Trio Community Meals will assist with menu planning, customized delivery schedules, and create special menus overseen by a Registered Dietitian. With the chilled meals also comes brand new packaging, which will be clearly labelled and specifically designed to reheat easily and safely. The use of chilled meals is now considered best practice for Meals on Wheels programs across the country. By moving to this model and partnering with one vendor, Age Well is taking the necessary steps to ensure consistent quality of our meals, meet a broader range of nutritional needs, and continue to combat the three of the biggest threats of aging: hunger, isolation and loss of independence.

Age Well is made up of dedicated staff and volunteers, who truly care about older Vermonters.  We are working hard to feed people, coordinate care, and connect individuals to benefits, to ensure that our aging population and people with disabilities can continue to live well, in the setting of their choice. A rapidly changing environment demands that we modernize the Meals on Wheels delivery model to continue to meet the needs of those we serve. We ask that our community and elected officials join us in making the needs of our most vulnerable and isolated seniors a high priority.

Why we must innovate and adapt to the increasing and changing needs:

The need is severe and continues to grow. Today more than 17,000 Vermonters face the threat of hunger and nearly 40,000 are living alone and have difficulty paying for basic living needs. With the senior population set to double by 2050, hunger will only continue if left unaddressed. While we have kept up with the growth, many programs face waitlists that grow longer every day, we must avoid this reality. 

Funding is at best tenuous; level funding or cuts, increasing transportation and food costs, unprecedented demand for services, and smaller private donations in a slow economy. This funding reality, coupled with an increasing need, means that Older Americans Act Nutrition Programs (including Age Well’s) are serving fewer meals today than they were in 2005.

Meals on Wheels programs provide a unique service. They are the only federally supported programs designed specifically to meet the needs of seniors.
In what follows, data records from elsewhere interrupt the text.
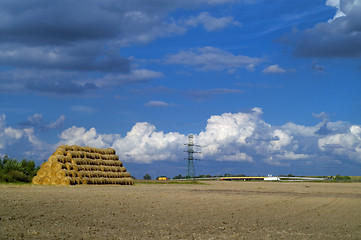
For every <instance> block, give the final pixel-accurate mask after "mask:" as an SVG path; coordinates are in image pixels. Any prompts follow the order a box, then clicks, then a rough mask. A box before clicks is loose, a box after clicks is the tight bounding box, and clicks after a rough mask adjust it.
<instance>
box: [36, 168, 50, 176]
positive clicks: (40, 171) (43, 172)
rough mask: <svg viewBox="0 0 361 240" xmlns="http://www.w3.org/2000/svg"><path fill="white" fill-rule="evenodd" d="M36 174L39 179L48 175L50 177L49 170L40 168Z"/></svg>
mask: <svg viewBox="0 0 361 240" xmlns="http://www.w3.org/2000/svg"><path fill="white" fill-rule="evenodd" d="M36 174H37V176H39V177H45V176H46V175H48V170H47V169H45V168H40V169H39V170H38V172H37V173H36Z"/></svg>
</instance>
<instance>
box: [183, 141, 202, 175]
mask: <svg viewBox="0 0 361 240" xmlns="http://www.w3.org/2000/svg"><path fill="white" fill-rule="evenodd" d="M184 145H186V146H188V149H187V150H186V151H185V152H187V154H188V157H187V158H185V159H187V161H188V165H187V175H186V176H189V177H190V178H194V176H195V171H194V163H193V160H198V159H195V158H194V157H193V154H194V153H201V152H197V151H195V150H194V147H200V146H199V145H196V144H194V142H193V135H192V134H189V135H188V143H187V144H184Z"/></svg>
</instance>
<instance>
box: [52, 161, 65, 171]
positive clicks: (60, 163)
mask: <svg viewBox="0 0 361 240" xmlns="http://www.w3.org/2000/svg"><path fill="white" fill-rule="evenodd" d="M63 165H65V164H62V163H60V162H54V163H52V164H51V169H52V170H54V171H59V170H60V169H62V168H63Z"/></svg>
Those who rely on Meals on Wheels are significantly more likely to report poorer health, screen positive for depression and report recent falls and emergency department utilization. Food is medicine and we must provide both quality and therapeutic meals as a preventative measure. The combination of proper nutrition, a safety check and a friendly visit offers wrap-around support that enables seniors to remain healthier, independent and at home, where they want to be.

Investing in Meals on Wheels actually saves taxpayer dollars. We can provide a senior with Meals on Wheels for an entire year for about the same cost as one day in the hospital. We must recognize the urgent nutritional needs facing Vermont’s seniors and address them. A high quality nutrition program does more than provide meals; it adds companionship and safety for seniors who might otherwise spend days in isolation. If the need for hospitalization or living in a nursing home setting decreases, a reduction in total cost of care helps all Vermonters. There’s no doubt that increasing investment for Meals on Wheels is a win-win for our families, our communities and our state as a whole.